# Rottweiler/Presa Canario Mix having problems



## Draco88543 (Oct 4, 2014)

Hi everyone, I have a 2 1/2 year old Rottweiler/Presa mix that has become very guard like at our house. I understand that the Presa in her would be a guardian dog. My wife had a friend over today and she kept barking at her and pulled my wife toward her as if she wanted to attack. I wasn't home at the time..... But if I take her on walks she acts that way when people or bike riders go by us. We live out in the country so I don't see a ton of people on walks but it does happen. If I bring her with me anywhere else, like my parents house, she doesn't care about strangers or people at all. Doesn't bark or even seem to care they are there. What's the best thing to do with her? She is about 100lbs, not easy for my wife to hold her back. Should I buy a muzzle and put it on for walks and if company comes over? Other than the not liking strangers she is a great dog, a big baby around just my family and myself. I have a chain that I put my pitbull on occasionally, if I put the rotti mix on there she won't even move, she is a big baby.

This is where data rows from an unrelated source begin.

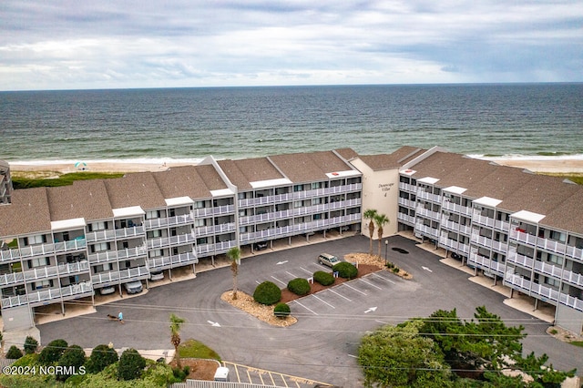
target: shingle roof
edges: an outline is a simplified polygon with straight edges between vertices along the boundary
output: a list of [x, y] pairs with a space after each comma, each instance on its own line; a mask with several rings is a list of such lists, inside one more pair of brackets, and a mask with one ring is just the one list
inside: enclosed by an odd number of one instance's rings
[[135, 172], [123, 178], [104, 179], [113, 209], [140, 206], [142, 209], [159, 209], [166, 206], [151, 172]]
[[373, 170], [376, 171], [398, 168], [424, 151], [425, 150], [423, 148], [404, 146], [392, 154], [361, 155], [359, 158]]
[[354, 169], [332, 151], [274, 155], [269, 158], [294, 183], [327, 180], [327, 173]]
[[103, 180], [77, 180], [71, 186], [48, 189], [51, 220], [84, 218], [90, 221], [111, 218], [111, 204]]
[[218, 163], [229, 180], [239, 189], [251, 189], [250, 182], [284, 178], [267, 158], [220, 160]]
[[165, 199], [189, 197], [191, 199], [212, 197], [204, 179], [195, 166], [173, 167], [166, 171], [155, 172], [158, 183]]
[[46, 188], [15, 190], [11, 205], [0, 206], [0, 236], [51, 230]]

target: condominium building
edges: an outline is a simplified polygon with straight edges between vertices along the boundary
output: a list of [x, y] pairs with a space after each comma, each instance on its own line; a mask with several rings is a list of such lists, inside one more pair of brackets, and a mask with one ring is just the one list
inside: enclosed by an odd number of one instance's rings
[[[397, 209], [391, 232], [410, 230], [434, 242], [476, 274], [532, 297], [534, 309], [554, 306], [556, 324], [581, 332], [582, 186], [439, 148], [352, 162], [364, 186], [382, 181], [363, 196], [364, 209], [370, 197], [378, 203], [391, 193], [390, 208]], [[394, 176], [398, 181], [387, 182]]]
[[19, 189], [0, 206], [5, 330], [39, 306], [94, 303], [95, 292], [213, 260], [235, 246], [359, 230], [362, 174], [352, 149], [131, 173]]

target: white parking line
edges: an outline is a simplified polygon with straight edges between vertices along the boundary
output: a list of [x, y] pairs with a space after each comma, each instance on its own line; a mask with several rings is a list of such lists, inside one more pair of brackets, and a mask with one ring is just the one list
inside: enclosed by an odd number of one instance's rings
[[275, 276], [271, 276], [271, 278], [275, 279], [277, 281], [279, 281], [279, 282], [280, 282], [280, 283], [281, 283], [281, 284], [285, 284], [285, 285], [287, 285], [287, 283], [285, 283], [285, 282], [283, 282], [283, 281], [280, 281], [280, 280], [279, 280], [279, 279], [277, 279]]
[[344, 295], [342, 295], [342, 294], [340, 294], [340, 293], [336, 292], [336, 291], [333, 291], [333, 290], [327, 290], [327, 291], [329, 291], [330, 292], [333, 292], [333, 293], [335, 293], [335, 294], [336, 294], [336, 295], [338, 295], [339, 297], [343, 298], [343, 299], [345, 299], [345, 300], [346, 300], [346, 301], [351, 301], [350, 299], [346, 298]]
[[365, 282], [365, 283], [366, 283], [366, 284], [368, 284], [369, 286], [373, 286], [373, 287], [377, 288], [377, 289], [379, 289], [379, 290], [383, 290], [381, 287], [379, 287], [379, 286], [377, 286], [377, 285], [374, 285], [374, 284], [371, 283], [370, 281], [366, 281], [364, 279], [362, 279], [362, 278], [361, 278], [361, 279], [359, 279], [359, 280], [360, 280], [361, 281]]
[[332, 309], [335, 309], [334, 306], [332, 306], [332, 304], [328, 303], [326, 301], [323, 301], [322, 298], [318, 298], [316, 295], [312, 295], [312, 297], [316, 298], [318, 301], [322, 301], [322, 303], [326, 303], [327, 305], [329, 305], [330, 307], [332, 307]]
[[383, 279], [384, 281], [387, 281], [389, 283], [395, 284], [395, 282], [394, 282], [394, 281], [389, 281], [389, 280], [388, 280], [388, 279], [386, 279], [384, 276], [381, 276], [381, 275], [379, 275], [379, 274], [377, 274], [377, 273], [373, 272], [373, 273], [371, 273], [371, 275], [373, 275], [373, 276], [374, 276], [374, 277], [376, 277], [376, 278], [381, 278], [381, 279]]
[[349, 289], [353, 289], [353, 290], [354, 290], [356, 292], [360, 292], [360, 293], [362, 293], [363, 295], [366, 295], [366, 292], [363, 292], [363, 291], [360, 291], [360, 290], [356, 290], [354, 287], [353, 287], [353, 286], [351, 286], [351, 285], [349, 285], [349, 284], [342, 283], [342, 284], [341, 284], [341, 286], [346, 286], [346, 287], [348, 287]]
[[300, 303], [298, 301], [293, 301], [294, 303], [298, 303], [300, 306], [303, 307], [304, 309], [306, 309], [308, 311], [312, 312], [314, 315], [318, 315], [318, 313], [316, 311], [313, 311], [310, 309], [308, 309], [306, 306], [304, 306], [303, 304]]

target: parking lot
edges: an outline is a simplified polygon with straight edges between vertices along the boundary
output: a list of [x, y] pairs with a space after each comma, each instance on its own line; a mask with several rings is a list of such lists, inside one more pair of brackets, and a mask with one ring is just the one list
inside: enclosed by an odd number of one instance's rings
[[[69, 343], [83, 347], [112, 342], [116, 347], [171, 349], [168, 322], [174, 312], [187, 321], [182, 338], [203, 342], [232, 365], [271, 371], [273, 376], [291, 376], [289, 382], [303, 384], [287, 386], [322, 382], [358, 387], [362, 373], [356, 355], [360, 340], [368, 331], [427, 316], [438, 309], [455, 308], [459, 317], [471, 319], [476, 307], [485, 305], [507, 324], [526, 327], [525, 352], [546, 352], [557, 368], [583, 368], [581, 349], [547, 335], [547, 322], [505, 305], [504, 296], [469, 281], [470, 275], [442, 264], [439, 257], [419, 249], [414, 241], [398, 236], [389, 240], [391, 247], [409, 252], [390, 250], [389, 260], [413, 274], [412, 280], [383, 271], [301, 298], [290, 302], [292, 313], [298, 318], [291, 327], [272, 327], [220, 301], [220, 295], [233, 286], [230, 269], [224, 267], [98, 306], [96, 314], [41, 325], [42, 342], [66, 338]], [[241, 261], [239, 289], [252, 295], [264, 281], [284, 288], [292, 279], [307, 279], [316, 271], [325, 271], [317, 262], [322, 252], [343, 257], [368, 249], [368, 239], [356, 236], [291, 250], [266, 250]], [[126, 324], [107, 321], [107, 313], [117, 314], [119, 310], [124, 311]], [[252, 382], [261, 378], [270, 382], [266, 373], [251, 374]]]

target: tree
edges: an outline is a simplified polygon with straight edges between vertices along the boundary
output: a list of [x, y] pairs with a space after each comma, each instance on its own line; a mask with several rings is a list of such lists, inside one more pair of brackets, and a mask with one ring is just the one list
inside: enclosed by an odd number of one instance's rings
[[363, 338], [358, 362], [364, 386], [452, 385], [444, 354], [433, 340], [418, 335], [421, 326], [420, 321], [408, 321], [398, 326], [383, 326]]
[[179, 346], [180, 346], [180, 327], [185, 322], [186, 320], [184, 318], [180, 318], [174, 313], [170, 314], [170, 342], [176, 351], [176, 364], [179, 368], [182, 368], [182, 364], [180, 363], [180, 353], [179, 352]]
[[384, 214], [375, 214], [374, 223], [376, 224], [376, 233], [379, 238], [379, 257], [381, 257], [381, 247], [383, 246], [383, 227], [390, 222], [389, 218]]
[[119, 380], [134, 380], [141, 376], [146, 367], [146, 359], [136, 349], [128, 349], [121, 353], [118, 364]]
[[374, 235], [374, 217], [376, 216], [376, 210], [374, 209], [367, 209], [364, 210], [363, 217], [364, 220], [368, 220], [370, 222], [368, 223], [368, 235], [371, 239], [371, 247], [369, 249], [369, 255], [373, 255], [373, 236]]
[[233, 247], [227, 250], [227, 257], [230, 260], [230, 271], [233, 273], [233, 301], [237, 299], [237, 275], [239, 274], [239, 260], [240, 250]]
[[56, 374], [56, 380], [64, 382], [73, 374], [81, 373], [81, 366], [85, 363], [85, 351], [79, 345], [71, 345], [65, 352], [58, 360], [58, 365], [63, 366], [60, 368]]
[[433, 338], [455, 370], [500, 370], [522, 352], [523, 326], [506, 327], [486, 307], [476, 309], [475, 320], [462, 322], [455, 310], [439, 310], [424, 320], [421, 332]]
[[118, 362], [118, 352], [113, 348], [105, 344], [97, 345], [91, 351], [91, 355], [87, 361], [87, 372], [90, 373], [98, 373], [103, 371], [106, 366], [111, 365]]
[[36, 348], [38, 347], [38, 341], [30, 335], [26, 336], [25, 340], [25, 353], [30, 354], [36, 352]]
[[65, 349], [68, 347], [68, 343], [65, 340], [53, 340], [42, 350], [38, 354], [38, 362], [45, 365], [56, 362]]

Anyway.... Any suggestions would be great, thanks.


----------



## jimxxx (Dec 5, 2013)

Hello Draco..

I've the same ''problem'' with Lola, she's a AmericanBulldog x Presa de Canario mix
4 years old now and yes sometimes a real pain in the as.
When Lola was younger she was terrible against dogs specialy females and humans.
Visitors who came in the house, barking, growling, showing her teeth, realy terrible.
When she calmdown after a while and the visitor sits still It was for Lola OK, but when they make a move or eye contact, again the same story.
I have her besides me on the lease for the safety for the visitors but whwn she don't calm down I'll put her in the yard or hallway, upstairs in the bedroom.(seperate)
But also passengers who walk by, with the most time she will attack them or trying.
After a while a make progress but it isn't away, I (you) can manage it but you can't train it out, also I've learned that it is a problem with these kind of mixes.
The positive thing now is a have also a APBT male 19mnths now and he's Dominant and a secure character and that helps (a little bit) for me.
Lola was a dominant insecure dog with a little fear aggressiveness, after a few ''fights'' and wins she became very secure now.
Nonono not dog fighting in a pit enz enz, but un leashed dogs who runs to us, Lola is always on the leas.
So I'm now at that point that I accept what she's, and take my responsibly enz..
Draco It's manageable, but can't train it out (IMO) It's also the genepoule.

BTW the Presa was bred for fighting and when that stops used als guardian dog..
Success
Jim


----------